RFR(XS) 8181055: "mbind: Invalid argument" still seen after 8175813

Mon May 29 04:34:28 UTC 2017

Hi Zhengyu,

On 29/05/2017 12:08 PM, Zhengyu Gu wrote:
> Hi Gustavo,
> 
> Thanks for the detail analysis and suggestion. I did not realize the 
> difference between from bitmask and nodemask.
> 
> As you suggested, numa_interleave_memory_v2 works under this configuration.
> 
> Please updated Webrev: http://cr.openjdk.java.net/~zgu/8181055/webrev.01/

The addition of support for the "v2" API seems okay.
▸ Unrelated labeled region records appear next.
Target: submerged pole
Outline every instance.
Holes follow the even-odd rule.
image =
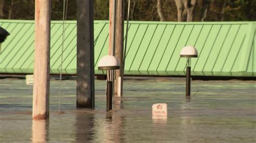
[[[93,1],[77,0],[77,108],[94,108]]]
[[[32,118],[49,118],[51,1],[35,1],[35,68]]]
[[[112,82],[107,81],[107,101],[106,101],[106,111],[112,110],[112,97],[113,96],[112,92]]]
[[[190,96],[191,67],[187,67],[186,78],[186,96]]]
[[[123,70],[123,60],[124,59],[124,1],[117,1],[117,6],[116,57],[119,61],[120,69],[116,70],[114,90],[114,96],[115,97],[120,97],[123,94],[123,80],[124,78],[124,70]]]

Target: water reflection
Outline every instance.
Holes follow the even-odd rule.
[[[77,142],[89,141],[93,139],[95,127],[94,114],[88,112],[87,110],[77,111],[76,137]]]
[[[46,142],[48,136],[49,121],[33,120],[32,124],[32,141]]]
[[[122,142],[124,136],[122,128],[123,127],[124,117],[118,112],[112,110],[106,115],[105,129],[106,138],[105,141]]]
[[[117,97],[113,98],[113,109],[116,110],[122,109],[123,106],[123,101],[121,97]]]

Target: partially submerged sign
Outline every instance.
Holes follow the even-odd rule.
[[[152,106],[153,119],[166,119],[167,117],[167,104],[157,103]]]
[[[26,75],[26,84],[27,85],[33,85],[34,83],[34,75]]]

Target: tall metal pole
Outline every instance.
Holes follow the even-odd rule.
[[[112,82],[107,82],[107,101],[106,101],[106,111],[107,112],[112,110],[112,96],[113,96],[112,87]]]
[[[35,1],[32,118],[49,118],[51,1]]]
[[[114,96],[116,97],[119,97],[123,94],[123,79],[124,77],[124,70],[123,70],[123,60],[124,59],[124,2],[123,0],[117,1],[116,57],[119,61],[120,67],[120,69],[116,70],[114,90]]]
[[[77,1],[77,108],[95,107],[93,1]]]
[[[190,58],[187,58],[187,70],[186,78],[186,96],[190,96],[190,76],[191,76],[191,67],[190,67]]]

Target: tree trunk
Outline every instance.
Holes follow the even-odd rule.
[[[207,12],[209,9],[210,2],[208,0],[202,0],[202,1],[200,19],[201,19],[201,21],[204,22],[205,18],[206,18]]]
[[[158,16],[160,18],[160,21],[164,22],[165,20],[164,15],[163,15],[162,12],[162,3],[161,0],[157,0],[157,13],[158,13]]]
[[[10,10],[9,11],[9,16],[8,19],[11,19],[11,15],[12,14],[12,8],[14,7],[14,0],[11,0],[11,6],[10,7]]]
[[[114,81],[114,96],[119,96],[122,94],[123,89],[123,77],[124,72],[122,70],[123,66],[123,59],[124,54],[124,1],[117,1],[117,31],[116,40],[116,57],[120,63],[120,69],[116,70],[116,80]],[[121,81],[118,80],[118,77],[121,77]],[[120,83],[119,83],[120,82]],[[120,93],[118,93],[118,88],[120,85]]]
[[[133,20],[133,12],[135,9],[135,5],[136,5],[136,1],[133,0],[133,2],[132,3],[133,4],[132,9],[131,9],[131,15],[130,15],[131,20]]]
[[[187,13],[187,22],[192,22],[197,0],[182,0]]]
[[[225,20],[225,13],[226,12],[226,6],[227,6],[227,0],[224,0],[224,2],[223,4],[223,6],[222,6],[222,10],[221,10],[221,19],[222,22],[224,21]]]
[[[175,4],[177,8],[178,22],[183,22],[183,5],[181,0],[175,0]]]
[[[51,1],[36,0],[33,119],[46,119],[49,112]]]
[[[4,1],[0,0],[0,19],[3,19],[4,17]]]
Though I think this 
comment needs some clarification for the existing code:

2837 // If we are running with libnuma version > 2, then we should
2838 // be trying to use symbols with versions 1.1
2839 // If we are running with earlier version, which did not have 
symbol versions,
2840 // we should use the base version.
2841 void* os::Linux::libnuma_dlsym(void* handle, const char *name) {

given that we now explicitly load the v1.2 symbol if present.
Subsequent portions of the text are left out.